ENTRE A MISERICÓRDIA E A JUSTIÇA

“A caridade consciente é o bálsamo milagroso que pode confortar nosso dolorido coração. ” — V.M. Samael Aun Weor
Etimologicamente, caridade provém do latim caritas, derivado de carus, que significa “caro”, “querido” ou “amado”. Em sua essência, designa estima, afeto e valor, atributos que transcendem o mero sentimento humano, expressando uma vibração da consciência. No âmbito cristão-esotérico, a Caridade é compreendida como uma virtude teologal, isto é, uma força que manifesta o amor divino — o Agapē grego — em ação consciente.
Assim, amar a Deus sobre todas as coisas e ao próximo como a si mesmo não é apenas um preceito moral, mas uma prática interna de unidade, onde o Ser reconhece o Ser em todas as criaturas.
É claro que, para cumprirmos verdadeiramente esses dois grandes mandamentos, é necessário antes ter trilhado um caminho de autoconhecimento, acumulando profunda compreensão e muitos padecimentos voluntários. Dizer tais palavras é fácil; vivê-las, porém, exige o árduo trabalho de eliminar de si os inúmeros agregados psicológicos que perturbam a mente e afligem o coração.
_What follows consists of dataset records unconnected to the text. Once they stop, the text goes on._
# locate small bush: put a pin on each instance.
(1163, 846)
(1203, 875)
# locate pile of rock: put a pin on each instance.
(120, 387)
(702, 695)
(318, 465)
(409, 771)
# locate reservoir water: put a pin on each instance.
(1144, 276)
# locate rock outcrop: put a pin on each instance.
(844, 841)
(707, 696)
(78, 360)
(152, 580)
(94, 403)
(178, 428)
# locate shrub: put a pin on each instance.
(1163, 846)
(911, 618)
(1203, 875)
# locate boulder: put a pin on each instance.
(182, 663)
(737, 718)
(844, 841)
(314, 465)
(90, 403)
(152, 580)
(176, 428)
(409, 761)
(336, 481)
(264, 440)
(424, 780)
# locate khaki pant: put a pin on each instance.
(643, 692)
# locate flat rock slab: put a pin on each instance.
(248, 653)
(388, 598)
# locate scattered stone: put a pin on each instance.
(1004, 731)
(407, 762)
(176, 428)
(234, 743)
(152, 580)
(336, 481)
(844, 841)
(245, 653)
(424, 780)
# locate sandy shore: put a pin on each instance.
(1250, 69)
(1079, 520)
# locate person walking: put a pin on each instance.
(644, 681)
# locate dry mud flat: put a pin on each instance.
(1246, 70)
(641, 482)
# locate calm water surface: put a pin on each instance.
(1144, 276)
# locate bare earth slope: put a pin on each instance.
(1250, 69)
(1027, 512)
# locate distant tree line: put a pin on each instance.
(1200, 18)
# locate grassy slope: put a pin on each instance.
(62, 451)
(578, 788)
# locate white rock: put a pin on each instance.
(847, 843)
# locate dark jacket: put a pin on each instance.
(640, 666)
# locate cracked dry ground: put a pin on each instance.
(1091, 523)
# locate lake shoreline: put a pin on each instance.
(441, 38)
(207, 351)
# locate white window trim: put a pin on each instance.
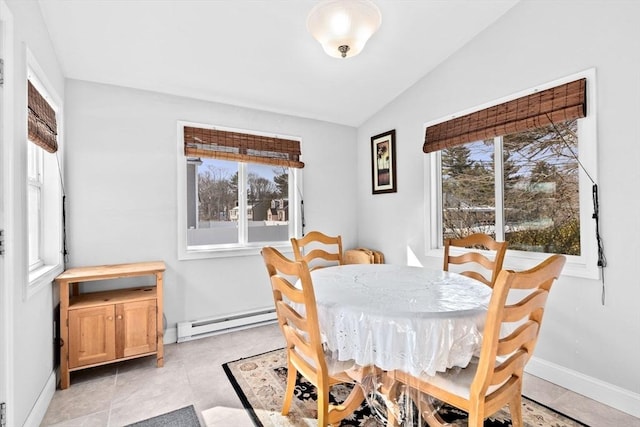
(41, 277)
(232, 250)
(584, 265)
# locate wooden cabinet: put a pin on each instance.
(107, 326)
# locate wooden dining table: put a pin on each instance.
(394, 317)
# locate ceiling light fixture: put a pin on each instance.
(343, 26)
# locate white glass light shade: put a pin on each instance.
(343, 26)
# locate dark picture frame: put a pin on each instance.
(383, 163)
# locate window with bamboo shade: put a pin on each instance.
(517, 170)
(241, 190)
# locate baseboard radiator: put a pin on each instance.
(195, 329)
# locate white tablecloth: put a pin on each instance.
(398, 317)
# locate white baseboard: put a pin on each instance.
(600, 391)
(170, 336)
(36, 416)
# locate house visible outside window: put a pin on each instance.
(35, 186)
(241, 191)
(43, 186)
(538, 185)
(529, 185)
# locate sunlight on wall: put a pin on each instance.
(412, 259)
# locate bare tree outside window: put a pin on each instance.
(539, 187)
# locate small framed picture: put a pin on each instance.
(383, 162)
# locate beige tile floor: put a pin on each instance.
(123, 393)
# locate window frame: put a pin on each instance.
(41, 275)
(584, 265)
(243, 248)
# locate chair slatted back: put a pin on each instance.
(478, 241)
(503, 358)
(318, 250)
(299, 327)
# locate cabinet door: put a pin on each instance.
(136, 328)
(91, 335)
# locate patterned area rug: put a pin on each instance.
(183, 417)
(260, 382)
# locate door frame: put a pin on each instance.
(7, 212)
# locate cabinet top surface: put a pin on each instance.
(111, 271)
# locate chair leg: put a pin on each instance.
(292, 375)
(515, 408)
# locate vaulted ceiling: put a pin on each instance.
(258, 53)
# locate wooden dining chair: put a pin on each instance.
(475, 258)
(318, 249)
(495, 378)
(302, 335)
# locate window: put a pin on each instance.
(529, 185)
(241, 191)
(535, 175)
(43, 186)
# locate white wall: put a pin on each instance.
(121, 190)
(584, 345)
(31, 348)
Esses agregados atuam segundo seus próprios desejos e caprichos, buscando sempre satisfazer suas vontades, jamais se colocam no lugar do outro. Cismam em não obedecer às leis, são infratores e vivem de acordo com seus princípios. Não sabem amar, apenas apegam-se e buscam prazer, vivendo para a realização de seus objetivos ilusórios.
De fato, o ego não ama a Deus, tampouco ama a si mesmo; e, se não é capaz de amar a si mesmo, muito menos poderá amar ao próximo.
Somente quando o ego é dissolvido, quando compreendemos as leis e eliminamos os nossos infratores e que alcançamos a síntese, permitindo que a regência de nosso mundo interno seja governada pelo nosso Real Ser.
Eis o momento em que o coração é purificado, tornando-se mais leve que uma pena, pois todas as penalidades já foram compreendidas, pagas e transmutadas. Nesse estado, conquistamos o domínio da mente, deixando-a em pleno silêncio, conectada diretamente e sem interferências com Buddhi, nossa Consciência, nossa Divina Mãe, alcançando assim a verdadeira Caridade.
Somente então passamos a ter domínio de nós mesmos, sendo capazes de amar a Deus sobre todas as coisas e ao próximo como a si mesmo. De outra forma, seria impossível colocar esses mandamentos em prática.
Aparentemente, ajudar a todos e sermos caridosos parece algo belo, encantador, simples e fácil para o ego. Contudo, enquanto não conquistarmos o domínio consciente da razão e da emoção, acabamos transformando a caridade em um grande problema.
Lembro-me de uma antiga canção que diz:
“O meu egoísmo é tão egoísta, que o auge do meu egoísmo é querer ajudar. ”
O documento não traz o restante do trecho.